O turismo ainda se encontra em processo inicial na área de estudo, contudo,
a paisagem costeira de Conde já conta com empreendimentos hoteleiros, o que
denota a possibilidade da territorialização de grandes montantes de
investimentos. Outros estudos sobre o Litoral Norte da Bahia como o de Silva
et al(2008) apontam o desenvolvimento do turismo, de atividades de lazer e
recreação na região como tendência que vem crescendo a cada ano, englobando
cada vez mais novos espaços que atraem investimentos pautados no capital
estrangeiro e nacional.
Segundo o Plano de Desenvolvimento Integrado do Turismo Sustentável – PDITS,
o município de Conde tem a maior potencialidade natural do Estado e de
destaca pela potencialidade histórico-cultural. Com os avanços das
atividades direcionadas ao turismo, aparece como um território passível de
ser incorporado as macrotendências de usos e ocupação do Litoral Norte,
apesar de já desenvolver algumas formas similares, porém não na mesma
intensidade.
Dentro do que propõe a análise do mapa, sob uma perspectiva integrada do uso
e ocupação da Zona Costeira, outro aspecto preponderante é que, por
fazer parte de uma Área de Proteção Ambiental, muitas ocupações marcadas
pela presença de segundas residências e plantações não deveriam ocorrer.

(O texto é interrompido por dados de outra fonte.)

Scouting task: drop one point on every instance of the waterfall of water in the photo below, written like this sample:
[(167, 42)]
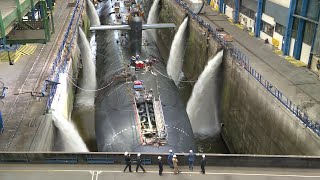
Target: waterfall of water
[(153, 17), (202, 107), (72, 141), (88, 82), (175, 62), (93, 15)]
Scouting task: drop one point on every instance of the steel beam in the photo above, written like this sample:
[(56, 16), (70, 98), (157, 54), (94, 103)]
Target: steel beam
[(257, 27), (236, 11), (300, 33), (307, 19), (288, 33)]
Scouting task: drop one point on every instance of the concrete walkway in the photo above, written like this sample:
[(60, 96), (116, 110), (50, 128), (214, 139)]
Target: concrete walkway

Considerando que o entendimento da dinâmica biofísica traduz-se como passo
fundamental para a orientação dos usos e correto assentamento das atividades
humana, tem-se que o ato de planejar é uma necessidade de extrema
importância, pois permite antever problemas possíveis, apontar soluções
prováveis e preparar caminhos ante aos imprevistos inerentes aos processos
de ocupação desordenada. Para isso, é que nos locais onde existam
características biológicas, ecológicas e paisagísticas é recomendável a
proteção e o estabelecimento de critérios de uso e ocupação, a fim de
estabelecer categorias de proteção e conservação dos sistemas naturais.
Essas diretrizes de conservação ambiental favorecem a promoção de práticas
sustentáveis, apoiadas na proteção de biomas, nas restaurações de ambientes
frágeis e é condição importante para o planejamento socioambiental de áreas
como a planície costeira de Conde.
Figura 1: Localização da Área de Estudo
Identificação dos critérios utilizados no mapeamento das classes do mapa de cobertura vegetal e uso e ocupação do solo.

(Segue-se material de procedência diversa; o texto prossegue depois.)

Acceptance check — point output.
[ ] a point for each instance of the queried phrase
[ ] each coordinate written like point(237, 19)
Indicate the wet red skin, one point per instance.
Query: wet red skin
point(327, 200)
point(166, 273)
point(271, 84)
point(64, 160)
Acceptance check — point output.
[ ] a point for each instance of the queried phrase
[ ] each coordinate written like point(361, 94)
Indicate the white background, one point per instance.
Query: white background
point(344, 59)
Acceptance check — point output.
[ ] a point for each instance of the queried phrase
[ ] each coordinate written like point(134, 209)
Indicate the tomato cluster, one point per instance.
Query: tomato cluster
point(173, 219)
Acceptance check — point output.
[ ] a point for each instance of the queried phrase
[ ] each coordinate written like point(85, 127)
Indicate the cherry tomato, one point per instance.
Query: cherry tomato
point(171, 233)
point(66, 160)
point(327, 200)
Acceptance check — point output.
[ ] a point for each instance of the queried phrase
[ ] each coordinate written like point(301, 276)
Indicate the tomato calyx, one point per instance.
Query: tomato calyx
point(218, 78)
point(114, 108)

Mapa de uso e ocupação do solo da Planície Costeira de Conde-BA.
Considerações Finais
Com base na análise da paisagem costeira de Conde detém-se que formas desordenadas de uso e ocupação marcam a paisagem estando comumente localizadas em ambientes frágeis como manguezais e áreas de restinga. Como fator determinante no crescimento de cidades e na modificação de atividades socioeconômicas de populações locais, o turismo aparece como fator preponderante, principalmente quando se desenvolve em espaços costeiros como os identificados em Conde. Sendo assim, vale ressaltar que esse espaço faz parte da APA do Litoral Norte da Bahia, formado por sistemas biofísicos de grande valor ambiental e por populações locais sobreviventes de atividades tradicionais como a pesca. Nesse sentido, o incentivo às atividades turísticas deve contemplar um desenvolvimento ordenado e vir acompanhado de ações que visem a proteção dos ambientes naturais dotados de serviços ambientais importantes e que busquem a participação dos atores sociais, em especial, das comunidades locais, na perspectiva de envolvê-los nos processos de planejamento e gestão territorial. Sob a ótica do planejamento ambiental, a presente pesquisa fez destacar que o que se espera é a existência de estudos que não deixem de lado a relação entre desenvolvimento socioeconômico, pressões sobre o meio biofísico e a resposta da sociedade. Afinal, o planejamento requer estudos integrados. Diante disso, é imperativa a definição de opções de desenvolvimento balizadas nas vocações das unidades paisagísticas.
Agradecimentos
Agradecemos a FAPESB pelo financiamento da bolsa de auxílio à pesquisa.